Les couples se dirigent très naturellement vers l'achat d'un bien immobilier pour fonder un foyer, qu'ils soient en union libre, pacsés ou mariés. Ils ne s'attendent pas à ce que les démarches soient longues et fastidieuses. Les notaires de Paris ont tenté d'apporter plus de clarification en abordant le thème de l'achat à deux, lors de la semaine spéciale des droits des familles. La clé est de savoir rester en accord, du début de l'opération jusqu'à une future revente ou transmission.

Les apports financiers de chacun

Quel que soit le régime matrimonial, il est nécessaire de préciser l'apport financier de chacun des deux conjoints et de le faire figurer dans les documents du bien immobilier. Le mieux est d'indiquer à la fois le montant réel et la proportion (50 % chaque, 60%/40%, etc.).  Cela facilitera la restitution de la part de chacun en cas de séparation. Autrement, la justice peut décider de partager en parts égales.

La règle d'indivision

Un bien immobilier acheté à deux est soumis à l'indivision, lorsque l'achat intervient avant le mariage. En d'autres termes, chacun des deux conjoints est en droit d'exiger la vente du bien. Après la séparation, la décision des deux parties importe, notamment pour définir un acte de partage. Ici encore, la capacité à trouver un accord est capitale, de même que la prédéfinition des apports financiers de chacun.

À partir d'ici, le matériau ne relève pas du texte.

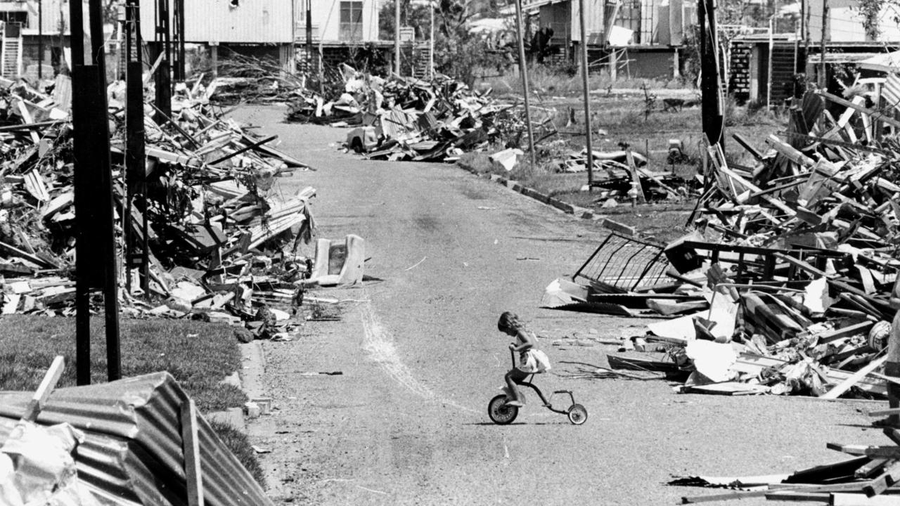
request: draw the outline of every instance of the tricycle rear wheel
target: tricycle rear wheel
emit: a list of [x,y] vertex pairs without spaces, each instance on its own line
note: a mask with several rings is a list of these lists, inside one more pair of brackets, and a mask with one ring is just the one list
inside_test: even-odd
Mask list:
[[490,421],[497,425],[507,425],[516,420],[518,416],[518,408],[508,406],[506,402],[505,394],[498,395],[488,402],[488,416],[490,417]]
[[566,412],[566,416],[569,417],[569,421],[573,425],[581,425],[588,421],[588,410],[581,404],[572,404]]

Meilleure protection pour un achat entre mariés ou pacsés

La règle d'indivision dans l'achat effectué par un couple en union libre ne peut donner lieu à une revalorisation du bien, dans le temps. Le montant restitué au conjoint restera le même que son investissement initial. Ce n'est pas le cas dans le Pacs, car chacun reçoit selon les proportions de départs tout en tenant en compte la valorisation du bien. Dans le mariage, tout dépend du régime choisi (séparation de bien, communauté des biens, etc.).

Cas de décès

C'est uniquement le mariage qui assure une meilleure protection du conjoint survivant, celui-ci devenant l'héritier. Il devient également l'usufruitier. Dans le cadre d'un Pacs, les enfants sont les héritiers et peuvent, après un délai d'un an, mettre à la porte le conjoint survivant. En solution, un testament est recommandé pour préparer la succession et protéger les droits de chacun.